Throughout this week, we’ve been highlighting today’s Q1 US GDP report as a potential market-mover for everything from GBP/USD to the S&P 500 and beyond.

Late last week, we highlighted the potential for a stronger-than-anticipated GDP reading, and the initial headline certainly supported that view. Overall, the BEA estimated that the US economy grew at a 3.2% annualized rate in Q1, well above expectations of 2.2% growth. While President Trump will no doubt extol the headline growth, the details are less impressive under the hood. For one, the strong GDP reading was boosted by inventory growth (+0.65% to the headline), with inventories rising to their highest levels since 2015. In addition, external trade added substantially to the bottom line. Given the mean-reverting nature of inventories and the ongoing trade war with China, both of these supportive factors may reverse to become headwinds in the coming quarters.

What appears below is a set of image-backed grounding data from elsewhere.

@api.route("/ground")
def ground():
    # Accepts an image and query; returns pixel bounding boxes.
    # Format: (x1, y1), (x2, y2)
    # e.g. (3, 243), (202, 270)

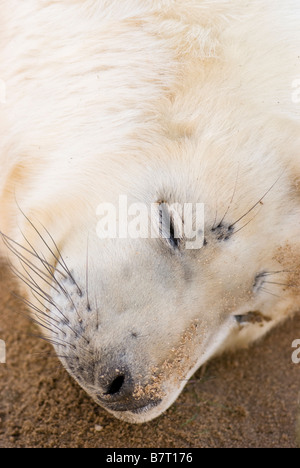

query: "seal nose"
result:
(95, 364), (135, 409)
(95, 363), (161, 413)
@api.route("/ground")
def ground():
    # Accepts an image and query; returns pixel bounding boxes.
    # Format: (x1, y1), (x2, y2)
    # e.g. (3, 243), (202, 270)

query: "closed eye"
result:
(158, 201), (182, 250)
(168, 213), (180, 249)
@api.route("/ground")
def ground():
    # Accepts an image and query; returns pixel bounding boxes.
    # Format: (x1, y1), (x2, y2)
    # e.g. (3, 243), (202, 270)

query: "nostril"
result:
(96, 362), (134, 404)
(105, 375), (125, 396)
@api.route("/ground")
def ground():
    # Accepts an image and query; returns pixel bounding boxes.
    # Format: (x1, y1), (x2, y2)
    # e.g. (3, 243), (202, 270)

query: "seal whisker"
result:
(38, 252), (84, 325)
(12, 300), (64, 336)
(19, 229), (72, 297)
(27, 280), (71, 324)
(29, 290), (75, 332)
(230, 207), (263, 236)
(18, 260), (61, 296)
(12, 295), (75, 339)
(38, 252), (71, 299)
(30, 332), (90, 354)
(262, 270), (295, 276)
(8, 263), (58, 310)
(19, 228), (60, 280)
(94, 294), (100, 330)
(33, 216), (83, 297)
(260, 287), (281, 298)
(86, 235), (91, 312)
(264, 281), (299, 289)
(229, 175), (282, 230)
(28, 333), (70, 349)
(31, 290), (51, 312)
(22, 311), (61, 336)
(212, 206), (219, 231)
(15, 203), (80, 289)
(12, 292), (62, 326)
(1, 235), (53, 282)
(31, 350), (74, 358)
(39, 250), (81, 319)
(28, 352), (72, 361)
(218, 163), (240, 227)
(0, 232), (67, 279)
(264, 281), (290, 286)
(8, 262), (55, 302)
(8, 261), (43, 292)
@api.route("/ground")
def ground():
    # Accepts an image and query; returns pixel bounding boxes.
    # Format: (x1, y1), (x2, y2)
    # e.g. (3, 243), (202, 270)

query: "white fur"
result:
(0, 1), (299, 423)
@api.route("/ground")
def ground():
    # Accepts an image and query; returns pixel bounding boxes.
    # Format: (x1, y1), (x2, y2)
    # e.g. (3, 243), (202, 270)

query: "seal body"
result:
(0, 0), (299, 423)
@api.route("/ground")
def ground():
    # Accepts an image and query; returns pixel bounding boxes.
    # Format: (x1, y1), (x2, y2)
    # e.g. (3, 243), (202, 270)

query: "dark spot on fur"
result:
(235, 311), (272, 325)
(212, 223), (234, 241)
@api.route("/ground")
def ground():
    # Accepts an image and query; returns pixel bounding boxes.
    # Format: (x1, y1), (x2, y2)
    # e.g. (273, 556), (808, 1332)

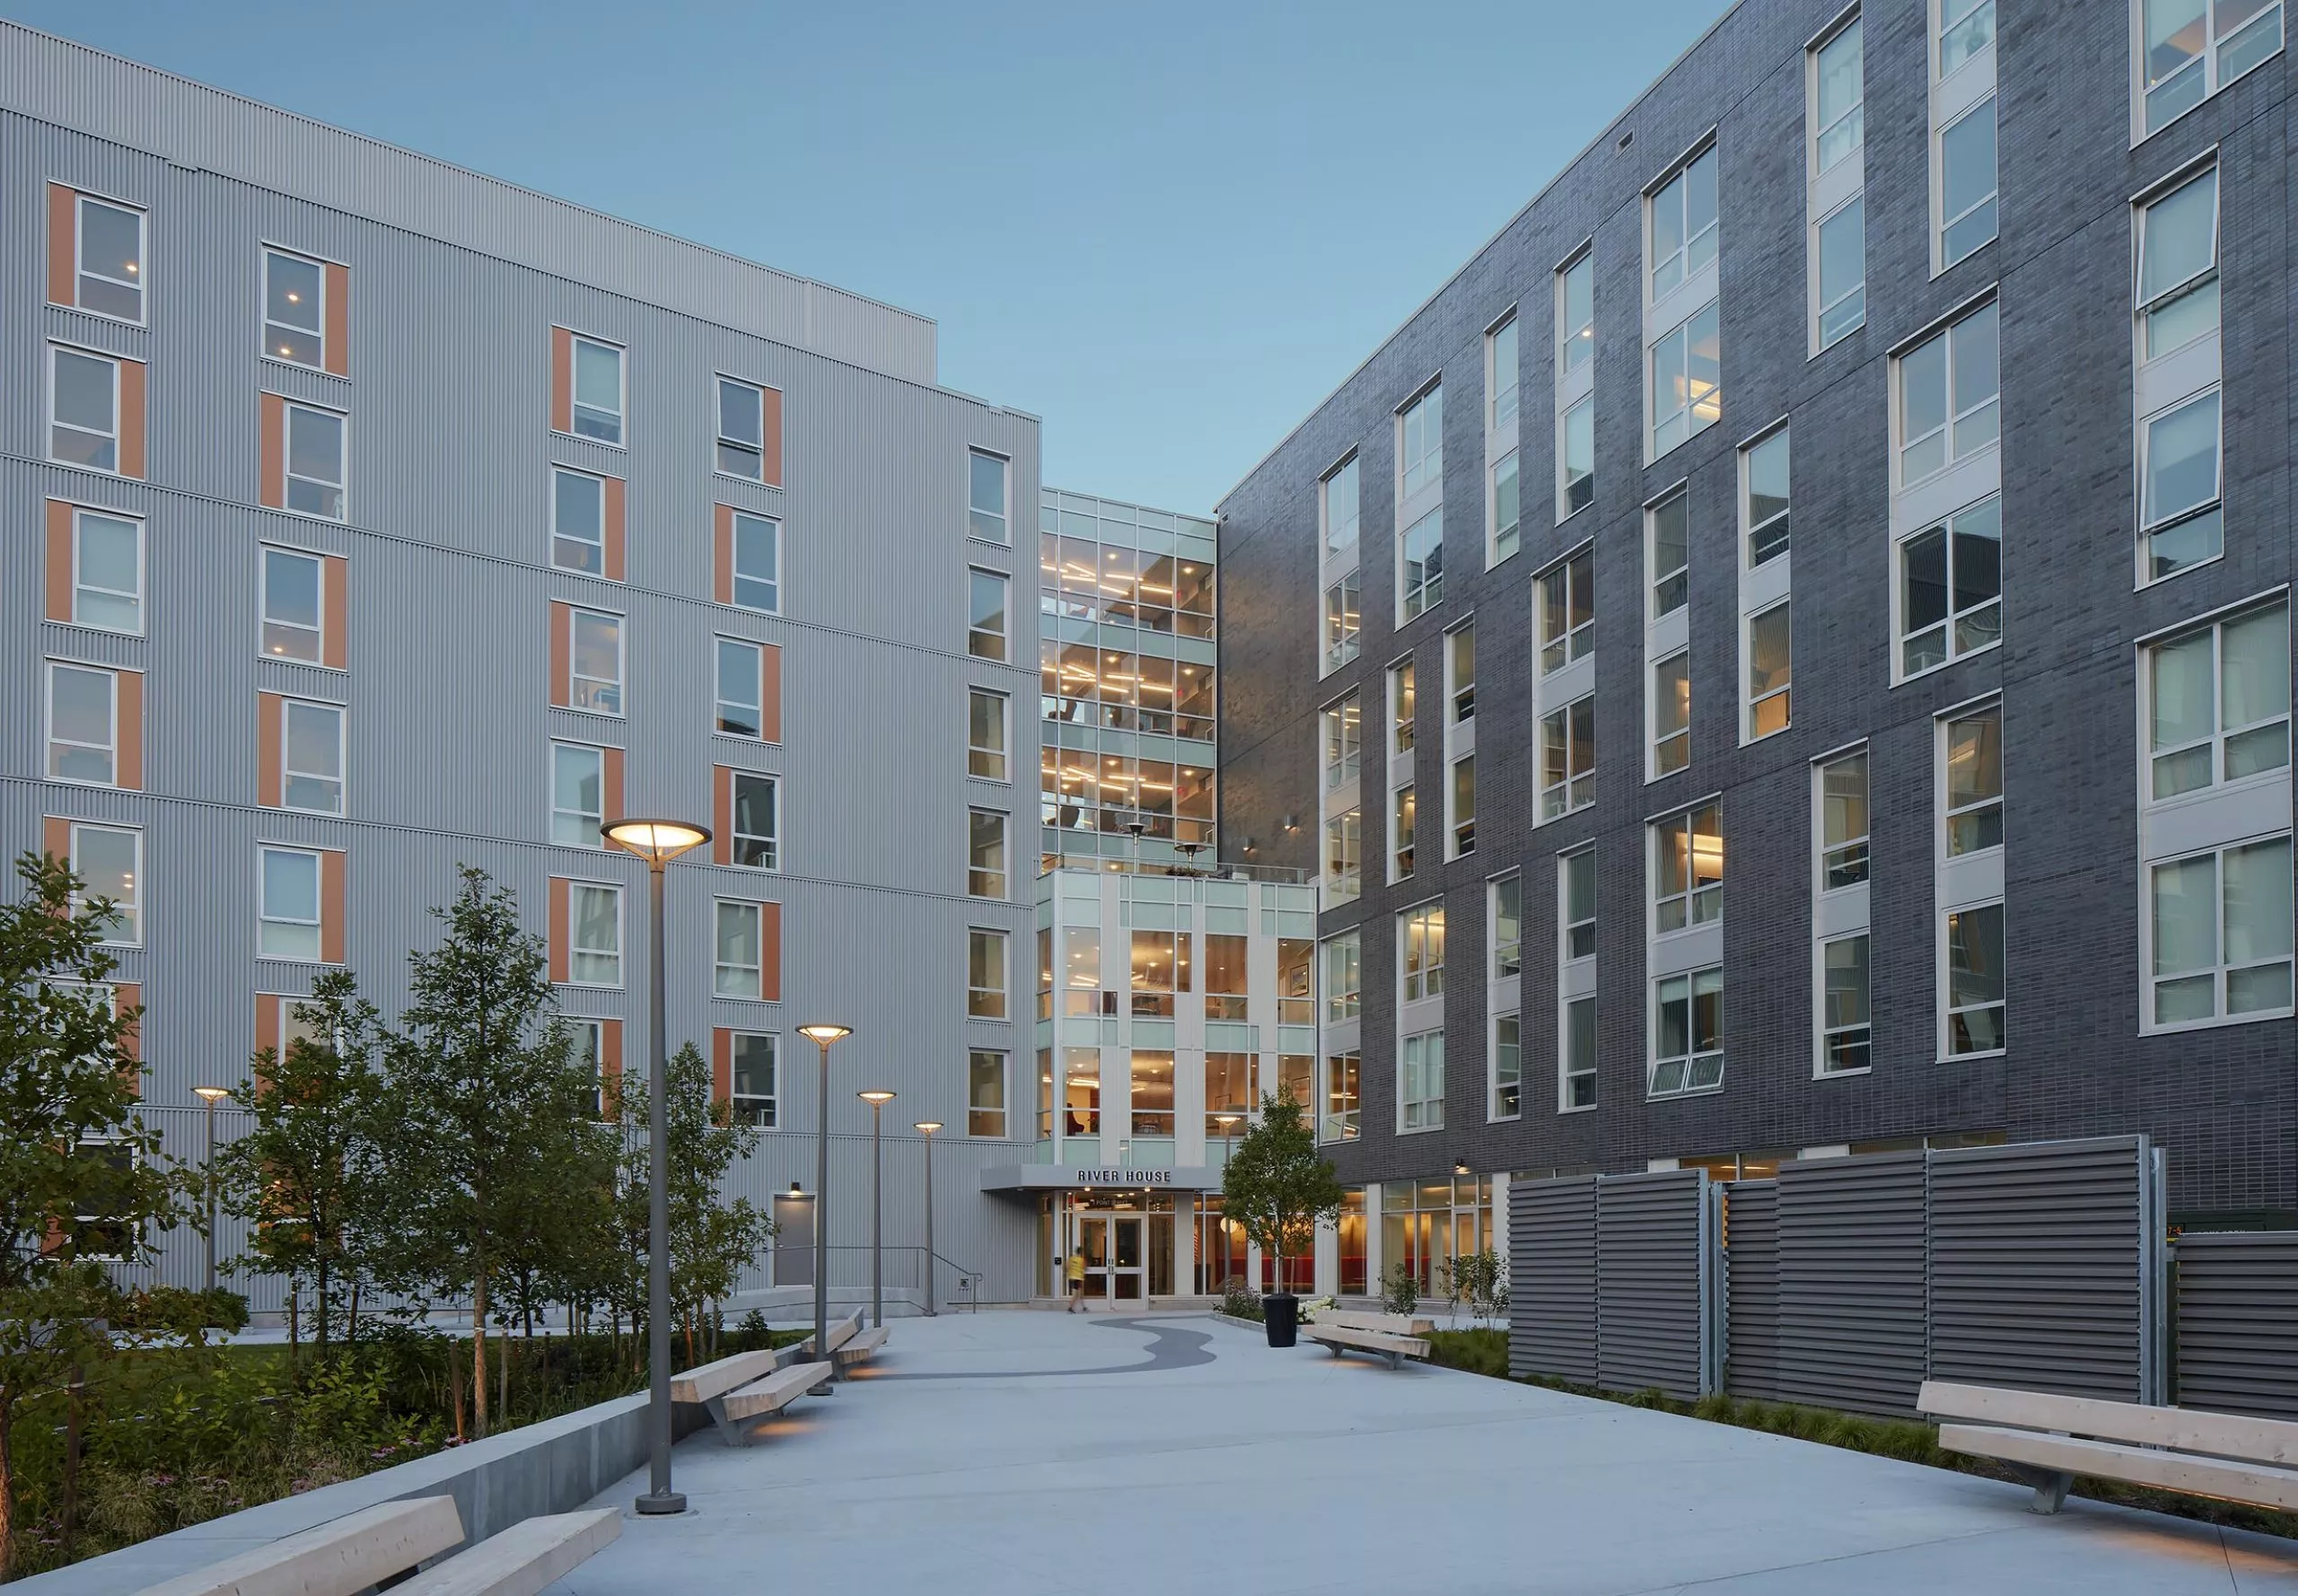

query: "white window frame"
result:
(1324, 928), (1364, 1023)
(2145, 599), (2292, 802)
(69, 821), (142, 947)
(730, 770), (781, 871)
(1818, 931), (1873, 1074)
(1490, 1011), (1522, 1122)
(260, 546), (329, 665)
(1399, 1029), (1445, 1133)
(715, 375), (769, 482)
(968, 808), (1009, 899)
(1399, 900), (1446, 1004)
(550, 741), (605, 848)
(1647, 145), (1719, 300)
(1653, 803), (1724, 935)
(2133, 0), (2285, 141)
(260, 245), (329, 369)
(70, 191), (146, 324)
(1538, 545), (1595, 676)
(715, 637), (766, 740)
(568, 881), (624, 987)
(2136, 162), (2220, 363)
(1487, 312), (1519, 432)
(1741, 425), (1792, 570)
(1557, 248), (1594, 377)
(729, 510), (781, 613)
(1647, 302), (1721, 459)
(281, 399), (349, 522)
(1895, 494), (2003, 680)
(969, 1049), (1009, 1137)
(1746, 601), (1793, 741)
(1489, 449), (1522, 566)
(48, 344), (122, 474)
(1390, 659), (1417, 756)
(569, 608), (626, 718)
(45, 660), (118, 786)
(1561, 992), (1598, 1111)
(1321, 454), (1361, 556)
(68, 505), (145, 635)
(1650, 651), (1690, 778)
(1324, 571), (1362, 672)
(1399, 506), (1443, 622)
(730, 1030), (778, 1127)
(1814, 193), (1868, 351)
(71, 1136), (140, 1262)
(1941, 702), (2004, 858)
(1649, 966), (1724, 1098)
(258, 844), (324, 963)
(1934, 92), (1999, 271)
(1322, 692), (1363, 791)
(1491, 872), (1523, 978)
(567, 333), (627, 446)
(1391, 782), (1417, 882)
(715, 899), (765, 999)
(968, 448), (1011, 544)
(969, 688), (1010, 782)
(1559, 845), (1597, 1112)
(1399, 384), (1443, 500)
(279, 697), (346, 816)
(1324, 808), (1363, 906)
(2140, 387), (2225, 583)
(1819, 748), (1873, 890)
(1941, 899), (2006, 1057)
(1557, 392), (1595, 522)
(1646, 487), (1690, 619)
(969, 928), (1009, 1019)
(550, 465), (608, 576)
(1540, 696), (1595, 821)
(2144, 835), (2295, 1030)
(1892, 298), (1999, 490)
(968, 567), (1010, 662)
(1449, 753), (1476, 860)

Perhaps most importantly for the Federal Reserve, the accompanying inflation data came in lighter than anticipated: the GDP price index rose just 0.9% vs. 1.2% eyed, while the GDP deflator rose just 0.6%, well below the 1.3% reading anticipated. In other words, this is not the type of “strong” growth that will scare the Fed into raising interest rates any time soon. Fed Funds futures traders agree, with the CME’s Fedwatch tool showing the odds of a rate cut by year-end essentially unchanged from pre-release levels near 60%:

Market chart of FED Watch. Analysed in April 2020

Source: CME FedWatch,

Market Reaction

The US dollar initially spiked higher on the news, with the Dollar Index hitting a 23-month high by a single pip at 98.33 before pulling back. As we go to press, the indicator is trading back at 98.00, down slightly from pre-release levels. US stock index futures spiked on the news, with the S&P 500 and DJIA now pointing to flat opens. The biggest relative move we’ve seen is in Treasury yields, with the 2-year yield shedding a quick 3bps back to 2.29% and the benchmark 10-year tenor seeing a similar drop to 2.50%.